Ma il silenzio di Odissea (che pure considero dotata di onestà intellettuale)
mi fa ricordare il Bergoglio antiabortista (molto citato invece come
antimilitarista) o anche il Pasolini cattolico (altrimenti lucido
intellettuale) per il quale l’aborto equivaleva alla “legalizzazione
dell’omicidio”. Di che natura è dunque questo silenzio? A mio avviso nasce da
una visione produttiva e politica oscurata della sua parte “riproduttiva”, che
pure è la premessa e la garanzia per il mantenimento della prima. Ben lo sapeva
il “nostro Duce” che favoriva la natalità per ottenere il risaldarsi della
“stirpe” guerriera. Ed ecco che sotto il fascismo politiche antiabortiste e
politiche militariste erano felicemente saldate insieme. Com’è che oggi questo
nesso non lo si vede? Come mai gli Stati Uniti campioni di liberalismo (anche
nell’uso delle armi) sono così restrittivi nel controllo delle nascite? Semplice:
perché - a dispetto dell’ipocrita retorica pro-life che anche molte donne si
bevono - controllo “riproduttivo” (cui è preposta la Chiesa) significa
mantenimento della patrilinearità, che è la dorsale su cui regge la
trasmissione del capitale. Chi avesse qualche dubbio in proposito vada a farsi
un ripasso del vecchio diritto di famiglia italiano in auge fino a tutto il
1975: morto il marito, la donna non ereditava nulla, e il figlio poteva tranquillamente
sbatterla fuori di casa. Da allora è passato mezzo secolo, ma la mentalità
patriarcale più o meno inconscia è ancora tale da imporre il cognome del padre
per default, e da lasciare inalterato il dettato costituzionale che recita la
famiglia patriarcale essere “famiglia naturale”, quando le madri sono
esautorate persino nel nome. Mater semper certa era detto dalla notte
dei tempi, poiché la vera famiglia naturale poggia sulla dorsale matrilineare
(nome compreso). E quelle matrilinee erano organizzate socialmente in reti di
mutuo soccorso, dedite alla distribuzione e non all’accumulazione. Ancora nelle
società contadine se ne conservavano echi, quando le donne si passavano l’un
l’altra il lievito madre. Storicamente le donne sono state esautorate e defraudate
della titolarità e dignità della maternità, perdendo il duplice diritto di
creare una famiglia e fondare una società, vero è che la “ragazza madre” di per
sé è ancora considerata una disgraziata, una madre di serie B, senza tutele (patriarcali).

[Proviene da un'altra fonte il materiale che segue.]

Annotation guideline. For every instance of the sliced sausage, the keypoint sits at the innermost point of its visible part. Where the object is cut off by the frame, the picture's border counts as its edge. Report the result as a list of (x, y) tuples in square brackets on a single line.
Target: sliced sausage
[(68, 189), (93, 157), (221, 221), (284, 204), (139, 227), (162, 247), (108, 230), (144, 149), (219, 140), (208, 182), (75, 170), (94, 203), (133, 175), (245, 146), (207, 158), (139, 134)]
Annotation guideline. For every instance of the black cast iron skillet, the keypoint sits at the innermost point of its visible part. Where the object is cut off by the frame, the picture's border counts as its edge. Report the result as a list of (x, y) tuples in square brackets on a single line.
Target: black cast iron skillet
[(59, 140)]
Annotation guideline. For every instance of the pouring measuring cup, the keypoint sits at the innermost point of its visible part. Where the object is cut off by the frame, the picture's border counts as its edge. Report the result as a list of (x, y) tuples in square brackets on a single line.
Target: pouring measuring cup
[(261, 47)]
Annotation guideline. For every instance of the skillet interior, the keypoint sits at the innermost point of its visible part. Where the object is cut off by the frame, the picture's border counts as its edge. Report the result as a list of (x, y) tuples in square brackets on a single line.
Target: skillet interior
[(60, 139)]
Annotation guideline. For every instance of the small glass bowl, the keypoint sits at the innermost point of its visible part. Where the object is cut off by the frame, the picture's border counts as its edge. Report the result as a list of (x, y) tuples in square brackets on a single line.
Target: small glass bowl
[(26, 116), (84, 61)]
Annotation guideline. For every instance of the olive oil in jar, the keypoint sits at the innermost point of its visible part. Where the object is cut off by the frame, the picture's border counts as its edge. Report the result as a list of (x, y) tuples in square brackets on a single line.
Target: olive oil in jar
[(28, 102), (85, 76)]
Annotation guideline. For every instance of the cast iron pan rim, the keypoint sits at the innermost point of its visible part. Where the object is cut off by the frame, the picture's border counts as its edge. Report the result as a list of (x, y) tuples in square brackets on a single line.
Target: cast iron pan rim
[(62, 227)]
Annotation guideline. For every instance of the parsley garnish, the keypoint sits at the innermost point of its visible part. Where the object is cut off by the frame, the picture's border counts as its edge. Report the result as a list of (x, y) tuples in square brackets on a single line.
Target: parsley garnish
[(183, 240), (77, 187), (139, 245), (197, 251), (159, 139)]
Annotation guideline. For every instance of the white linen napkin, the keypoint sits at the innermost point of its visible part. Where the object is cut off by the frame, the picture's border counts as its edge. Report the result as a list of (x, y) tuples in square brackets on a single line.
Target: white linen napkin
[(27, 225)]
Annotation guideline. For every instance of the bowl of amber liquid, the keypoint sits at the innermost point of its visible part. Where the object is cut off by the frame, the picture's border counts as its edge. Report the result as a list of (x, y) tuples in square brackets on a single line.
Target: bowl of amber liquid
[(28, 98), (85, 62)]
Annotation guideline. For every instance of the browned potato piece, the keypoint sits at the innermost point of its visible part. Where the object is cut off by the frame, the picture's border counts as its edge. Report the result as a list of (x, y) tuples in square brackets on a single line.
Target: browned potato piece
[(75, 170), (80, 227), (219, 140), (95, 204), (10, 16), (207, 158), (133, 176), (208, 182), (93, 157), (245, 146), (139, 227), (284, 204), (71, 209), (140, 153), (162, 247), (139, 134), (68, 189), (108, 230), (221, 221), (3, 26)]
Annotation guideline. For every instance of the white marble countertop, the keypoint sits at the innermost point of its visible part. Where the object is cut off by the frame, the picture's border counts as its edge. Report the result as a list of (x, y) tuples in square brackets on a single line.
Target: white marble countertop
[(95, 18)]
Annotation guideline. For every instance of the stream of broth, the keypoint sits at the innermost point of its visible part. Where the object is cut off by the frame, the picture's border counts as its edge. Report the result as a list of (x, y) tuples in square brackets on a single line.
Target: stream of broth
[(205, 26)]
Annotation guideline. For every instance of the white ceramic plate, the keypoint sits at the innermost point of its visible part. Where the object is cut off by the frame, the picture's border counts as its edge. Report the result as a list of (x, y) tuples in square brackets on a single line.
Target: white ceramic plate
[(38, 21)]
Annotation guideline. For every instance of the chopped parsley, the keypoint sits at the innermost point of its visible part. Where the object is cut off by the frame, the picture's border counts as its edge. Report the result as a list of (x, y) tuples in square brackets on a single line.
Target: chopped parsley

Deprivate della titolarità della maternità, le donne sono state terreno di
conquista nel nome e nel corpo (dal matrimonio al divieto di aborto).
Chi voglia considerarsi di sinistra oggi non può più ignorare tutto questo. Le
vecchie utopie non sono più riproponibili, non perché fallite alla prova di
realtà, ma perché orbe e monche del nesso che esiste tra imposizione della
dorsale patrilineare e trasmissione del capitale, entrambe espressione di una
medesima volontà di dominio. Per formulare un nuovo progetto di civiltà bisogna
svecchiare le proprie categorie cognitive e abbracciare nuovi paradigmi,
rischiare di perdere rassicuranti certezze e comode alleanze. In una visione
sistemica società-economia-politica-cultura (religione) devono essere riconcepite
nel loro insieme, non pensiate di andare lontano, se una di esse rimane al palo!